README ¶
DOQ
DOQ
is a distributed ordered (by priority) queue based on the Raft consensus algorithm.
The Raft consensus algorithm is a protocol for managing a replicated log across a distributed system to ensure consistency and reliability. Raft is designed to be understandable and practical, offering a robust solution to the consensus problem, which is fundamental for building fault-tolerant distributed systems.

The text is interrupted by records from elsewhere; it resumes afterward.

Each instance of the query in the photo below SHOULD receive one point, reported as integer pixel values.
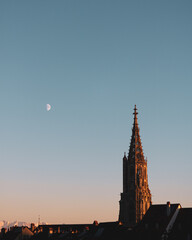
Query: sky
(92, 61)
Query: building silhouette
(136, 196)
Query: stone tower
(136, 196)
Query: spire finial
(135, 111)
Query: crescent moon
(48, 107)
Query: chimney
(168, 208)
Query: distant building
(136, 196)
(16, 233)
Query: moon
(48, 107)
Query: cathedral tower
(136, 196)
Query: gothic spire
(136, 151)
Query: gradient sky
(92, 61)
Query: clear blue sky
(92, 61)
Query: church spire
(136, 196)
(136, 151)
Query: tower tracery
(136, 196)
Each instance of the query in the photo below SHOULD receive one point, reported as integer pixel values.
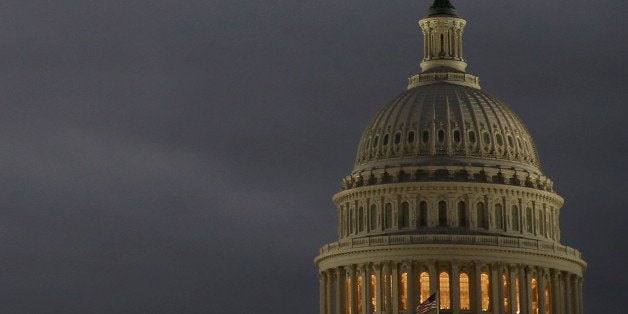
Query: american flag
(427, 306)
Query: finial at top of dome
(442, 7)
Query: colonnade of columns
(393, 287)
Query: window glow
(535, 296)
(348, 295)
(486, 298)
(465, 299)
(404, 292)
(373, 293)
(548, 304)
(506, 292)
(359, 294)
(445, 298)
(388, 215)
(424, 281)
(517, 291)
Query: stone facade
(447, 198)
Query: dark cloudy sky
(180, 156)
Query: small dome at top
(442, 7)
(446, 124)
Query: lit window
(548, 304)
(472, 137)
(423, 214)
(482, 216)
(361, 219)
(486, 138)
(373, 217)
(411, 137)
(535, 296)
(405, 215)
(426, 136)
(515, 218)
(404, 291)
(462, 215)
(359, 294)
(388, 215)
(499, 216)
(465, 299)
(348, 296)
(373, 293)
(442, 214)
(529, 219)
(445, 300)
(457, 136)
(517, 294)
(506, 292)
(424, 281)
(486, 299)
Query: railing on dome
(451, 239)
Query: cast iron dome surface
(446, 124)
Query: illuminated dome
(447, 203)
(446, 124)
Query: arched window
(442, 214)
(426, 136)
(535, 295)
(499, 216)
(482, 216)
(373, 217)
(548, 303)
(506, 292)
(361, 219)
(388, 215)
(348, 295)
(486, 295)
(518, 294)
(529, 219)
(411, 137)
(373, 293)
(462, 215)
(443, 291)
(359, 288)
(465, 295)
(515, 218)
(424, 282)
(542, 222)
(423, 214)
(405, 215)
(403, 292)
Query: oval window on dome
(499, 139)
(471, 136)
(441, 136)
(397, 137)
(457, 136)
(411, 137)
(486, 138)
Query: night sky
(180, 156)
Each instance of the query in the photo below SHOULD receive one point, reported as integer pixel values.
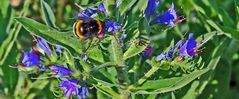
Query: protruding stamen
(180, 19)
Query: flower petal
(151, 7)
(30, 59)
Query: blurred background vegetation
(203, 16)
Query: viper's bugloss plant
(109, 51)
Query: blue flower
(59, 48)
(30, 58)
(119, 2)
(60, 71)
(189, 47)
(87, 14)
(101, 7)
(42, 44)
(169, 55)
(148, 51)
(151, 7)
(69, 86)
(160, 57)
(167, 18)
(179, 44)
(42, 68)
(112, 26)
(83, 91)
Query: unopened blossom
(167, 18)
(151, 7)
(148, 51)
(31, 58)
(42, 44)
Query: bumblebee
(88, 29)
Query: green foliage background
(221, 17)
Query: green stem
(144, 78)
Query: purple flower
(189, 47)
(151, 7)
(160, 57)
(87, 14)
(42, 68)
(112, 26)
(84, 57)
(60, 71)
(30, 58)
(148, 51)
(69, 86)
(42, 44)
(169, 55)
(119, 2)
(59, 48)
(101, 7)
(83, 91)
(167, 18)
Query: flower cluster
(183, 48)
(168, 18)
(69, 86)
(90, 14)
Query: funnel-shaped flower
(167, 18)
(151, 7)
(83, 91)
(60, 71)
(189, 47)
(69, 86)
(42, 44)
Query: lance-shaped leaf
(48, 14)
(171, 84)
(126, 5)
(134, 49)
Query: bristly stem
(144, 78)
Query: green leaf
(126, 5)
(116, 52)
(48, 14)
(214, 25)
(110, 6)
(170, 84)
(107, 91)
(66, 39)
(227, 20)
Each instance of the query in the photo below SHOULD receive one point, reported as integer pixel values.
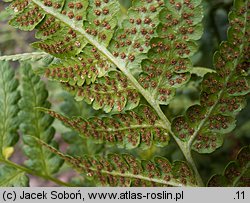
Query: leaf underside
(223, 93)
(138, 128)
(236, 174)
(37, 124)
(85, 35)
(126, 170)
(9, 97)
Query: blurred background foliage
(13, 41)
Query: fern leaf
(85, 68)
(110, 93)
(12, 177)
(127, 170)
(34, 56)
(138, 128)
(101, 20)
(9, 97)
(132, 40)
(236, 173)
(37, 124)
(203, 126)
(168, 65)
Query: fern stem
(32, 172)
(187, 153)
(185, 150)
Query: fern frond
(223, 96)
(131, 41)
(138, 128)
(236, 174)
(37, 124)
(34, 56)
(112, 92)
(127, 170)
(85, 68)
(168, 65)
(9, 97)
(12, 177)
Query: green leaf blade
(12, 177)
(223, 93)
(37, 124)
(9, 97)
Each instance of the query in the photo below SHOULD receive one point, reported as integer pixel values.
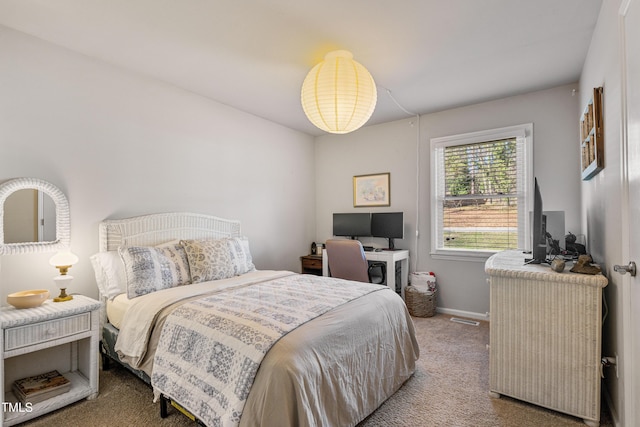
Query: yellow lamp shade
(338, 95)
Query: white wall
(601, 196)
(119, 144)
(391, 147)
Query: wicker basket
(420, 303)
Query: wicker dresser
(546, 330)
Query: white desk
(388, 257)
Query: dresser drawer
(37, 333)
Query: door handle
(624, 269)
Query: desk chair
(347, 261)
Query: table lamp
(63, 260)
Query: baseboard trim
(461, 313)
(609, 403)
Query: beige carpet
(449, 388)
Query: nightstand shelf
(62, 336)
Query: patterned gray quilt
(210, 349)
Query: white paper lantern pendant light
(338, 95)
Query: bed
(334, 355)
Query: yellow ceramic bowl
(28, 299)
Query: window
(480, 192)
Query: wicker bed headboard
(154, 229)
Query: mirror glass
(29, 216)
(34, 217)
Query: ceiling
(425, 55)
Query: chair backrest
(347, 260)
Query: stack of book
(40, 387)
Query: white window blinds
(480, 191)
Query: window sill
(457, 255)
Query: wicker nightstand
(62, 336)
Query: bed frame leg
(163, 406)
(106, 360)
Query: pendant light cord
(417, 235)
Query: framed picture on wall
(372, 190)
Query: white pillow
(240, 255)
(149, 269)
(109, 272)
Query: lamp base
(63, 296)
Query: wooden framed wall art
(372, 190)
(592, 136)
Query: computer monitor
(538, 230)
(352, 225)
(389, 225)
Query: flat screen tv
(538, 230)
(389, 225)
(352, 225)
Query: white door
(630, 34)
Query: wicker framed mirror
(62, 221)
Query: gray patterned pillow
(208, 259)
(150, 269)
(240, 255)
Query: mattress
(350, 359)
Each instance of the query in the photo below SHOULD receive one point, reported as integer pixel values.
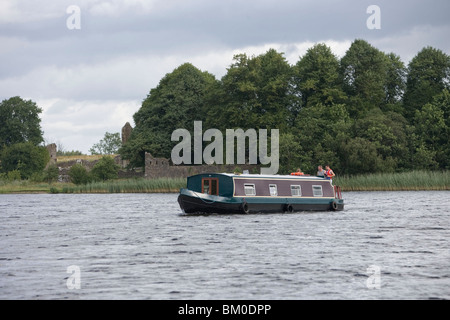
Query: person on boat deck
(329, 173)
(320, 172)
(298, 173)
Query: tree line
(364, 113)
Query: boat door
(210, 186)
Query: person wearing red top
(329, 173)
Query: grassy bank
(129, 186)
(115, 186)
(407, 181)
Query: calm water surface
(140, 246)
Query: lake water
(385, 245)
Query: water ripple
(140, 246)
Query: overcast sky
(93, 79)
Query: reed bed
(406, 181)
(162, 185)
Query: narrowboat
(253, 193)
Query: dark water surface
(385, 245)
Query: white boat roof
(271, 176)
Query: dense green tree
(360, 155)
(428, 75)
(177, 101)
(19, 122)
(320, 131)
(254, 94)
(79, 175)
(432, 126)
(24, 157)
(316, 77)
(363, 73)
(365, 113)
(110, 144)
(51, 173)
(387, 133)
(105, 169)
(395, 83)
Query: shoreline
(382, 182)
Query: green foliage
(24, 157)
(364, 113)
(51, 174)
(316, 76)
(105, 169)
(110, 144)
(19, 122)
(13, 175)
(178, 100)
(69, 153)
(428, 76)
(79, 175)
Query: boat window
(249, 190)
(317, 191)
(210, 186)
(273, 190)
(296, 191)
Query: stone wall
(161, 168)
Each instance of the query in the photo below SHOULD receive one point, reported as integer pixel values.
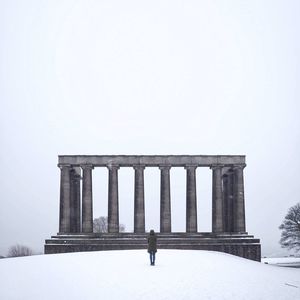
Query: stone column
(217, 201)
(65, 199)
(139, 202)
(191, 199)
(225, 202)
(165, 199)
(77, 202)
(72, 201)
(87, 199)
(113, 201)
(239, 202)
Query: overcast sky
(147, 77)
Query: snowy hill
(120, 275)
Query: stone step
(250, 251)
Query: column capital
(139, 167)
(165, 167)
(214, 167)
(61, 166)
(87, 167)
(113, 167)
(189, 167)
(241, 166)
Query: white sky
(147, 77)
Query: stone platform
(240, 244)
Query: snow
(283, 261)
(121, 275)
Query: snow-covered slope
(120, 275)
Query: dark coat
(152, 242)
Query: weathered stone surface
(165, 199)
(191, 199)
(242, 245)
(217, 200)
(113, 199)
(87, 199)
(151, 160)
(139, 203)
(228, 207)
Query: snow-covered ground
(121, 275)
(293, 262)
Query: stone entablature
(228, 208)
(152, 160)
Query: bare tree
(290, 235)
(100, 225)
(19, 250)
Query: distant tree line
(290, 235)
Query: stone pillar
(73, 201)
(191, 199)
(139, 202)
(113, 201)
(225, 202)
(87, 199)
(165, 199)
(239, 202)
(217, 201)
(77, 202)
(65, 199)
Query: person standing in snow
(152, 247)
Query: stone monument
(228, 206)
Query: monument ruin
(228, 206)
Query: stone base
(240, 244)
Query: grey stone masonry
(65, 199)
(87, 199)
(217, 200)
(139, 203)
(228, 204)
(239, 202)
(151, 160)
(165, 199)
(113, 199)
(191, 199)
(75, 225)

This means that the majority of nodes needs to agre on a value before acknowledging it and returning to a client, which is demostrated in the following diagram:
sequenceDiagram
Client->>Leader: Enqueue "message 1"
activate Leader
Leader->>Leader: Enqueue "message 1"
Leader->>Follower 1: Enqueue "message 1"
activate Follower 1
Leader->>Follower 2: Enqueue "message 1"
activate Follower 2
Follower 2-->>Leader: Enqueued "message 1"
deactivate Follower 2
Leader-->>Client: Enqueued "message 1"
deactivate Leader
Follower 1-->>Leader: Enqueued "message 1"
deactivate Follower 1
Running doq
git clone git@github.com:kgantsov/doq.git
cd doq
make build_web
cd /cmd/server
go build -o doq
Run the first node
./doq --storage.data_dir data --cluster.node_id node-1 --http.port 8001 --raft.address localhost:9001 --grpc.address localhost:10001
Run other nodes
./doq --storage.data_dir data --cluster.node_id node-2 --http.port 8002 --raft.address localhost:9002 --grpc.address localhost:10002 --cluster.join_addr localhost:8001
./doq --storage.data_dir data --cluster.node_id node-3 --http.port 8003 --raft.address localhost:9003 --grpc.address localhost:10003 --cluster.join_addr localhost:8001
You can find swagger docs by opening http://localhost:8001/docs
Deploying doq to a kubernetes ckuster
Deployments is implemented though the infrastructure as a code tool called pulumi and the deployment code is located under a deploy
folder.
To deploy doq to your kubernetes cluster you need to run pulumi up
inside the deploy
folder and follow the interactive instructions provided by pulumi.
cd deploy
pulumi up
It will take a few minutes for pulumi to create all the necessary kubernetes resources.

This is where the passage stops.